In Melbourne, chicken and mayonnaise sandwiches, cut into ‘ribbons’, have long been part of the standard light lunch or afternoon tea served at social functions, from christenings to funerals and much that occurs between those two bookends-of-a-life.

We’re pretty fond of a chicken and mayo sanger ourselves and Maggie takes great pride in putting them on a platter to take to an event, such as the recent first birthday party for Iris, one of our three grand-daughters.

Late last week, Iris was due here for lunch, en route to a flight to Hawaii with Sara, her mother. So, knowing how much she had enjoyed the sandwiches we took to her party, we prepared an encore batch. Here is a description and some photos of how we made them. And one of how Iris ate them!
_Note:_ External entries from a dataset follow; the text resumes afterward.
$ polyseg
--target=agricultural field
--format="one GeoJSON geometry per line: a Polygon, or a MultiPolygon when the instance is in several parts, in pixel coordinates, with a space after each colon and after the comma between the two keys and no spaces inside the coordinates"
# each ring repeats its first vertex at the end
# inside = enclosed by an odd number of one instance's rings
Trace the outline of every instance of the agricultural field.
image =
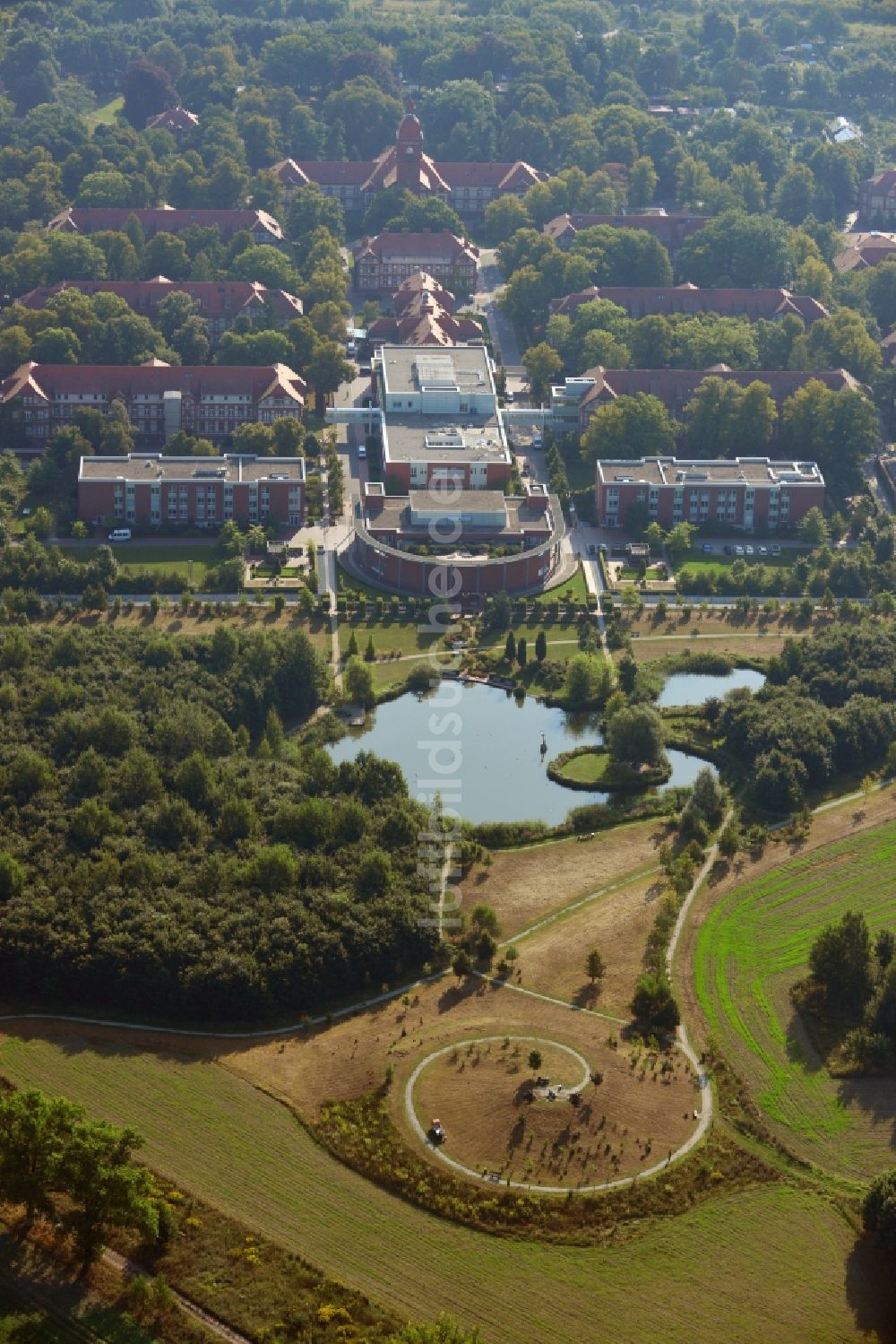
{"type": "Polygon", "coordinates": [[[537,1344],[598,1339],[607,1321],[614,1344],[643,1344],[658,1321],[664,1344],[716,1344],[720,1322],[731,1339],[858,1344],[884,1341],[896,1316],[892,1277],[853,1227],[789,1184],[720,1196],[606,1249],[524,1243],[377,1189],[212,1063],[83,1035],[7,1036],[0,1073],[136,1125],[146,1160],[183,1188],[407,1316],[450,1302],[488,1344],[514,1344],[520,1321],[537,1344]]]}
{"type": "Polygon", "coordinates": [[[463,900],[470,909],[481,902],[492,906],[509,938],[609,883],[656,868],[660,860],[654,855],[665,839],[666,827],[653,818],[600,831],[588,840],[497,849],[488,866],[472,868],[463,900]]]}
{"type": "Polygon", "coordinates": [[[553,999],[627,1020],[661,891],[654,867],[637,880],[607,883],[594,899],[583,900],[570,914],[559,914],[532,937],[520,938],[514,945],[521,982],[553,999]],[[591,948],[606,962],[599,993],[586,974],[584,960],[591,948]]]}
{"type": "Polygon", "coordinates": [[[774,1132],[802,1157],[866,1179],[896,1149],[893,1079],[832,1078],[790,1001],[813,939],[846,910],[861,910],[872,933],[896,922],[892,820],[727,890],[699,927],[695,981],[709,1032],[774,1132]]]}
After we buy some chicken breasts, Maggie trims off some of the bulk to produce pieces of even thickness; the trimmings go into the freezer until Maggie wants to make chicken and leek soup for her daughter’s family. The trimmed breasts go into a saucepan and we add some sliced spring onion and peeled ginger, a small handful of black peppercorns and a teaspoon of salt or chicken stock powder. We add a little more than enough water to cover the breasts, bring it to the boil over medium heat and then simmer for 5 minutes. Turn off the heat, remove the lid and leave to cool for about 10 minutes. The chicken breasts go into a storage container and the poaching liquid is added through a strainer.
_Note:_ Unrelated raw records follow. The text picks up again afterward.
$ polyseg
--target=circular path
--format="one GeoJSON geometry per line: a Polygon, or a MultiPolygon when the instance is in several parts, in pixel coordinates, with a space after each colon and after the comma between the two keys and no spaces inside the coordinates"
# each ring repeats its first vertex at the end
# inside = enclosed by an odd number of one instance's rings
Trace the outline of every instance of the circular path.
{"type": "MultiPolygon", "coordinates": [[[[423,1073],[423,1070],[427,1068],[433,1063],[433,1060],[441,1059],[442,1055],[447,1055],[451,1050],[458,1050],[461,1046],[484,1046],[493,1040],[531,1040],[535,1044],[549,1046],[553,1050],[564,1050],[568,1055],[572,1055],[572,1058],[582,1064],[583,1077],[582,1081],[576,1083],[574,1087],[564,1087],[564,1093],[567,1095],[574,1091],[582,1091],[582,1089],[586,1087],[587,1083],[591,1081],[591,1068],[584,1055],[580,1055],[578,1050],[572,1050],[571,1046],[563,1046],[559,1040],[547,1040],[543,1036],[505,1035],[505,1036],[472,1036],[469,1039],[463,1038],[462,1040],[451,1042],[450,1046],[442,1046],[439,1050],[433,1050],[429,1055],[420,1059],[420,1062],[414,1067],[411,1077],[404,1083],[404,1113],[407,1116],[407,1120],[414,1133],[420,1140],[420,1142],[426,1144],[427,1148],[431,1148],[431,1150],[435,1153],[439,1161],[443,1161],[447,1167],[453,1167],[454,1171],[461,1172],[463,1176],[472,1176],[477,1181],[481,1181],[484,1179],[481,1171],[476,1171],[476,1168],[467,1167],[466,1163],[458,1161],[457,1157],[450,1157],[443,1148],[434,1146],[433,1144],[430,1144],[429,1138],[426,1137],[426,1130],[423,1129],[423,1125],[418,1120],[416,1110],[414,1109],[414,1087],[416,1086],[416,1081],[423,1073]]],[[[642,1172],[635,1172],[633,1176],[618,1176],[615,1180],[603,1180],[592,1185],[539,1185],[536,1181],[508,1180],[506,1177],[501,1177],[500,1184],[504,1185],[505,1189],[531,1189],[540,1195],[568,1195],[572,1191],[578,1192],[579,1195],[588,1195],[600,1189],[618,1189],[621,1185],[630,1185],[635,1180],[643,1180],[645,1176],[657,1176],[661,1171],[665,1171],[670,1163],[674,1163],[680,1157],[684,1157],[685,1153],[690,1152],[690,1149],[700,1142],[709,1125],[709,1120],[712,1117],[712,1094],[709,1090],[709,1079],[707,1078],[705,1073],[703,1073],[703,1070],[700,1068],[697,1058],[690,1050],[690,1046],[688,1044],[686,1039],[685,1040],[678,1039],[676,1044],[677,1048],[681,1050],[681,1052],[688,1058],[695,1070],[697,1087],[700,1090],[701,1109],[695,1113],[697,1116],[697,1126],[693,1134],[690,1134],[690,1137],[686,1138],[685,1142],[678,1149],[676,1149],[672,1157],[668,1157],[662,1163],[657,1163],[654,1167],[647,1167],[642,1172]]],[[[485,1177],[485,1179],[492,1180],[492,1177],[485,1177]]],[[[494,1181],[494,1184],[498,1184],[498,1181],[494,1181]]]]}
Chick mayo 1   Chick mayo 2

Next day, Maggie dices the chicken meat coarsely and tips it into a mixing bowl. The liquid goes into the freezer, to be used one more time; after that, it will have enough flavour to be used as chicken stock. While Maggie finely chops some chives and parsley leaves, I prepare the dressing using three parts mayonnaise, two parts light sour cream, a good 1/4 teaspoon of white pepper and a couple of generous pinches of sea salt. The dressing and herbs are added to the bowl and throughly mixed. Although we don’t measure the quantity of these ingredients exactly, the amount of herbs, mayo and cream would be about 1/4 cup, 3/8 cup and 1/4 cup, respectively. One cautionary note: the flavour of the chives will continue to leech into the sandwich filling for some time after they are made. So, don’t be surprised if any leftovers taste a bit strongly of chive the next day.

Chick mayo 3   Chick mayo 4

Maggie makes the sandwiches using a commercial sliced white bread with chia seeds and reasonable fibre content. She takes the bread from the freezer just before she is ready to start – this technique makes for a neat presentation – and smears each slice with some soft spread before adding a generous layer of the chicken filling. Once each whole sandwich is ready, she trims the crusts finely and cuts it into three ribbons. Just the right size for a hungry girl in her thirteenth month!